Trouver des vecteurs de cohésion pour éviter de se fragmenter, le défi de nos sociétés Européennes à l’épreuve de l’histoire médiévale

 Baptême de Clovis en 496.


L’historien Bruno Dumézil, médiéviste, écrivain, professeur à Sorbonne Université a proposé une nouvelle lecture de l’histoire des Mérovingiens, la première race des rois de France dans son livre « L'Empire mérovingien - Ve-VIIIe siècle ».

Il expose qu’entre 476, la fin de l’Empire romain et l’avènement en l’an 800 de l’Empire carolingien, un autre empire se serait développé en Europe, l'Empire mérovingien.

Cette théorie, étayée, apporte une vision nouvelle et séduisante de l’idée Européenne qui est ainsi bien loin d’être l’apanage du XXème siècle. Elle est bien plus ancienne et plus durable et, mieux encore, d’origine Française.

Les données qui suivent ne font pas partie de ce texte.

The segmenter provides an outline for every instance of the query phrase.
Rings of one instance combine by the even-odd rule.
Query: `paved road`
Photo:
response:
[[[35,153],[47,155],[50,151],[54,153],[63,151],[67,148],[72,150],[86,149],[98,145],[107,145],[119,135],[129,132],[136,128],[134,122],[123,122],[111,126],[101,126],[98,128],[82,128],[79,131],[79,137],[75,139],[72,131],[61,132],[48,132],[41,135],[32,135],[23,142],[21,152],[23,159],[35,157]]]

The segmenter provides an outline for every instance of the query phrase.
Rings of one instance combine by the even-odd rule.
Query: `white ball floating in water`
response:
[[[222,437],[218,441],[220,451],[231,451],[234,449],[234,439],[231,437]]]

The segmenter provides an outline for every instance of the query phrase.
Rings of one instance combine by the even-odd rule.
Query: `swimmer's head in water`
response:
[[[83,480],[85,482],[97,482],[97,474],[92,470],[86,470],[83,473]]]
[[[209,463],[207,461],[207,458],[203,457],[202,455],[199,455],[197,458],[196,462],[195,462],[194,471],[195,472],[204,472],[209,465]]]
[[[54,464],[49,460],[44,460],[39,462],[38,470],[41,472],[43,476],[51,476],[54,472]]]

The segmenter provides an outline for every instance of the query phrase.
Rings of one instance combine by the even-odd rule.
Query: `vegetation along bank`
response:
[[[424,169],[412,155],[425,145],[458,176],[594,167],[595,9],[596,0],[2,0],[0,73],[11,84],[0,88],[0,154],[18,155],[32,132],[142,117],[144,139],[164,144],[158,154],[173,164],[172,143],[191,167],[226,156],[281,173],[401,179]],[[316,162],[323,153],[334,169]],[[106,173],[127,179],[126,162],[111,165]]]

Il apporte ainsi une nouvelle lecture du partage apparent entre les fils des rois mérovingiens des terres de leurs pères qui constituaient des sous-ensembles d’un ensemble territorial cohérent, une Europe des nations, en quelque sorte.

Il évoque une réserve dynastique, c’est-à-dire de successeurs potentiels, du sang mérovingien, disponibles en cas de troubles politiques ou de décès des successeurs désignés, mais mis à l’écart, sans pouvoir, par prudence, pour les préserver. Ils étaient parfois reconnus, parfois éliminés, au gré des évolutions politiques.

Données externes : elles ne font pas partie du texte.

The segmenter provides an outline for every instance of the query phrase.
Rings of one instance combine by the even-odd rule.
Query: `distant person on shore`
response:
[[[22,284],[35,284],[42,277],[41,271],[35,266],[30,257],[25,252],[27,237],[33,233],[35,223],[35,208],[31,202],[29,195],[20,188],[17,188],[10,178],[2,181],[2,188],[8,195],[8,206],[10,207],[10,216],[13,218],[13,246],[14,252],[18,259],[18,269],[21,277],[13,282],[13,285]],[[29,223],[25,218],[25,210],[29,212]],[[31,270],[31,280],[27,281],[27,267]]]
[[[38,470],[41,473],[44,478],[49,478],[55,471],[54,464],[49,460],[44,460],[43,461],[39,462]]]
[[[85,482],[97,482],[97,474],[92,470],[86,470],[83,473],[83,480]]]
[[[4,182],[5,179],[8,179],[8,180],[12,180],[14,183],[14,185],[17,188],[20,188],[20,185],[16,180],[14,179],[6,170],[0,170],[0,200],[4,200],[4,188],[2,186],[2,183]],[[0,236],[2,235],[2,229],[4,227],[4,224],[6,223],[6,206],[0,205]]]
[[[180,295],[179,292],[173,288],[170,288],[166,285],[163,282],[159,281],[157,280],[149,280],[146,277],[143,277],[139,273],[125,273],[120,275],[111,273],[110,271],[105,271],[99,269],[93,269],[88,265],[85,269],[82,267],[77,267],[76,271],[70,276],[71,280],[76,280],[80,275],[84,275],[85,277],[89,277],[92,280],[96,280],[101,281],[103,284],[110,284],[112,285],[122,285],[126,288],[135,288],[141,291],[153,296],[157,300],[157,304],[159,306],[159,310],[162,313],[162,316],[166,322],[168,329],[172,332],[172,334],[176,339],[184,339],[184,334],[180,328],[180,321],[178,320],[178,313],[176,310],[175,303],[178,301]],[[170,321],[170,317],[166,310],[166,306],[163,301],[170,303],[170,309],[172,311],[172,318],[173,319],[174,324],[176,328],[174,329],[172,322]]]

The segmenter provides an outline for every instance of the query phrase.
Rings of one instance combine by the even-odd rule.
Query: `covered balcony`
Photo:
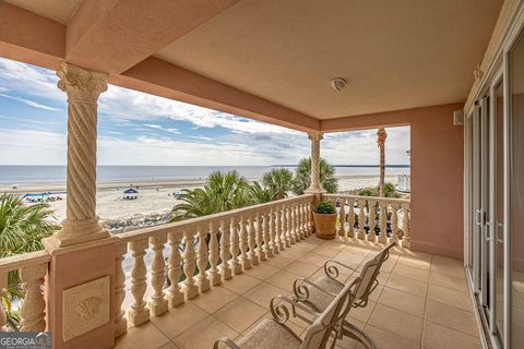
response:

Cette nouvelle lecture de l’époque mérovingienne qui aura duré un peu plus de 300 ans nous conduit à nous interroger sur deux points, l’interprétation de l’histoire et la construction Européenne.

La question de savoir si l’on peut transmettre l’histoire sans la transformer se pose aujourd’hui avec actualité dans notre monde contemporain où l’instrumentalisation de la transmission de l’histoire, le wokisme, et son prétendu droit à l’oubli, viennent parfois troubler notre vie quotidienne et l’actualité.

La question est pourtant intéressante et tellement actuelle.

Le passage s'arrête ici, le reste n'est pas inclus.